In order to preserve his respectability, and indulge his darkest desires, Dr Jekyll works on a compound that will transform him - separate his good and bad natures, and let it loose. It's an addiction. Though Jekyll is appalled, he always needs one more hit. He enjoys the transformation, enjoys the power, enjoys the feeling of keeping clean. With his alter-ego, Jekyll enjoys rolling in the dirt.

It's like the question: if a tree falls in the forest, does it make a sound? If we do mean, cruel, disgusting things, does it matter if no-one finds out? Various experiments have proved that in darkened rooms, more people will cheat for a financial gain. Under cover of darkness, when we think that we can't be seen, we lose our inhibitions. More crimes are committed under cover of darkness than in daylight.

Respectability and social pressures of the Victorian era are hard for us to understand today. We can easily understand that it's not okay to beat small children and kindly old men. But what's harder is to feel the social pressures that Stevenson was working in.

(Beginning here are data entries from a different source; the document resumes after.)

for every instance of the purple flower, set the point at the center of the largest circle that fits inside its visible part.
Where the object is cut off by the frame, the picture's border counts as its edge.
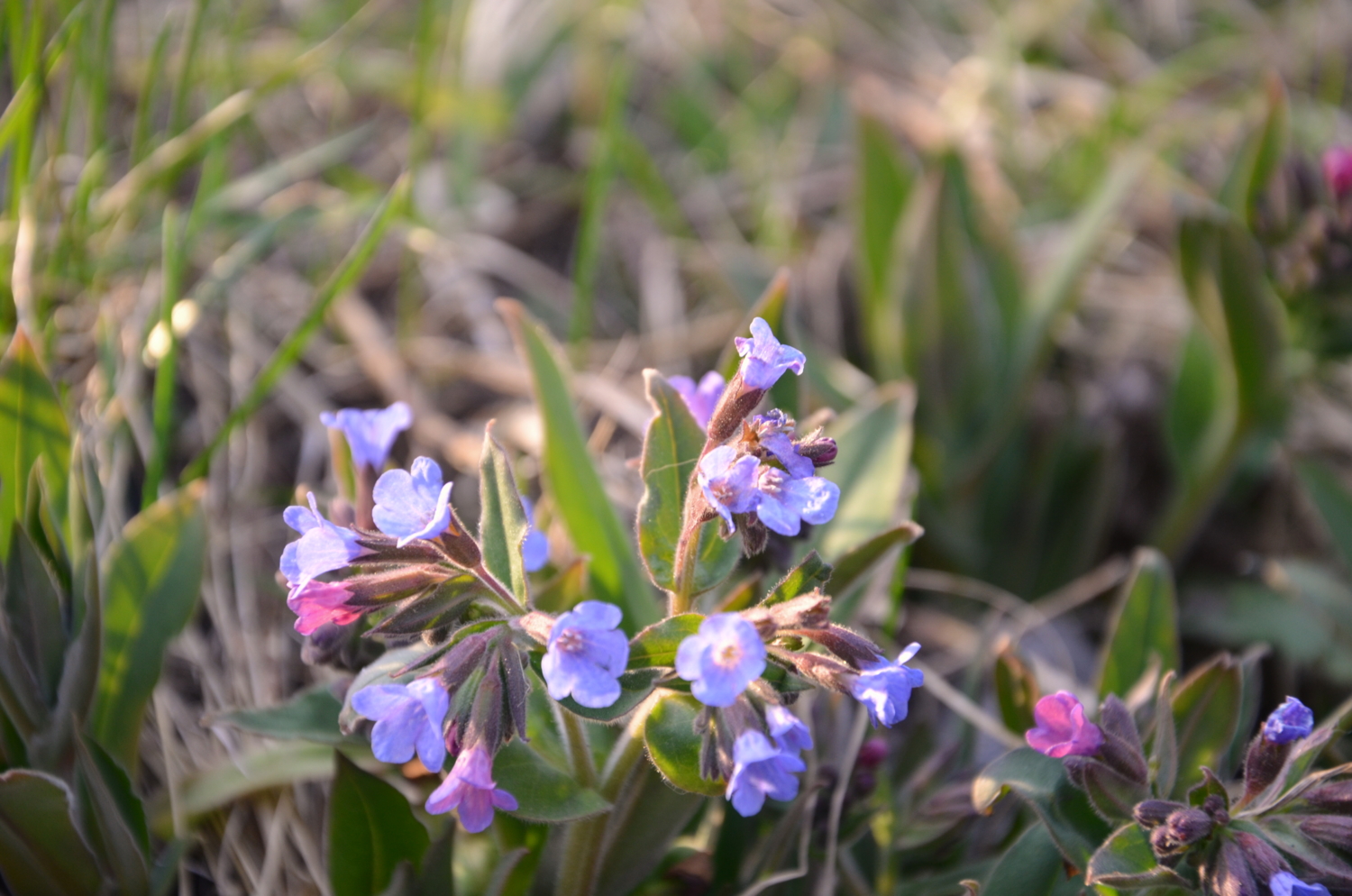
(534, 547)
(764, 360)
(413, 506)
(772, 432)
(884, 688)
(470, 788)
(318, 603)
(721, 660)
(1338, 169)
(787, 728)
(700, 399)
(786, 503)
(322, 546)
(760, 769)
(1062, 727)
(1287, 884)
(586, 654)
(729, 481)
(370, 433)
(407, 718)
(1289, 722)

In some ways, this morality tale is too sharply cut: none of us want to beat old men, or small children - hopefully. But we face temptations on a daily basis. Newspapers are full of public figures' moral failings: MPs fiddling expenses, Cameron bowing to pressure from the tobacco lobby, suicides of alleged-rape victims who weren't believed, where establishment interests were at stake. If your friend committed a crime, should you protect them? If you could get more money for your family, would you undermine a colleague's position at work?

In real life, the moral universe is rarely as clear-cut as respectable doctors vs murderers. It's about the subtle slide into the pit and the fact that often, there's something to enjoy on the way down. If there weren't something in it for us, we wouldn't go there in the first place.

Earlier drafts of the novel have a different slant: Jekyll's secret crime is not murder, it's homosexuality, and the psychological damage is not the consciousness of evil, but the damage of a torn nature. Society condemned homosexuality, and it had to be hidden. Ultimately, Stevenson abandoned this element - as too dangerous, too hot to handle. But it lies, still at the heart of the novel, making it hard to pin down whether Stevenson meant us to condemn social judgement, or condemn the person who thinks they can indulge animalistic urges as long as no one is looking.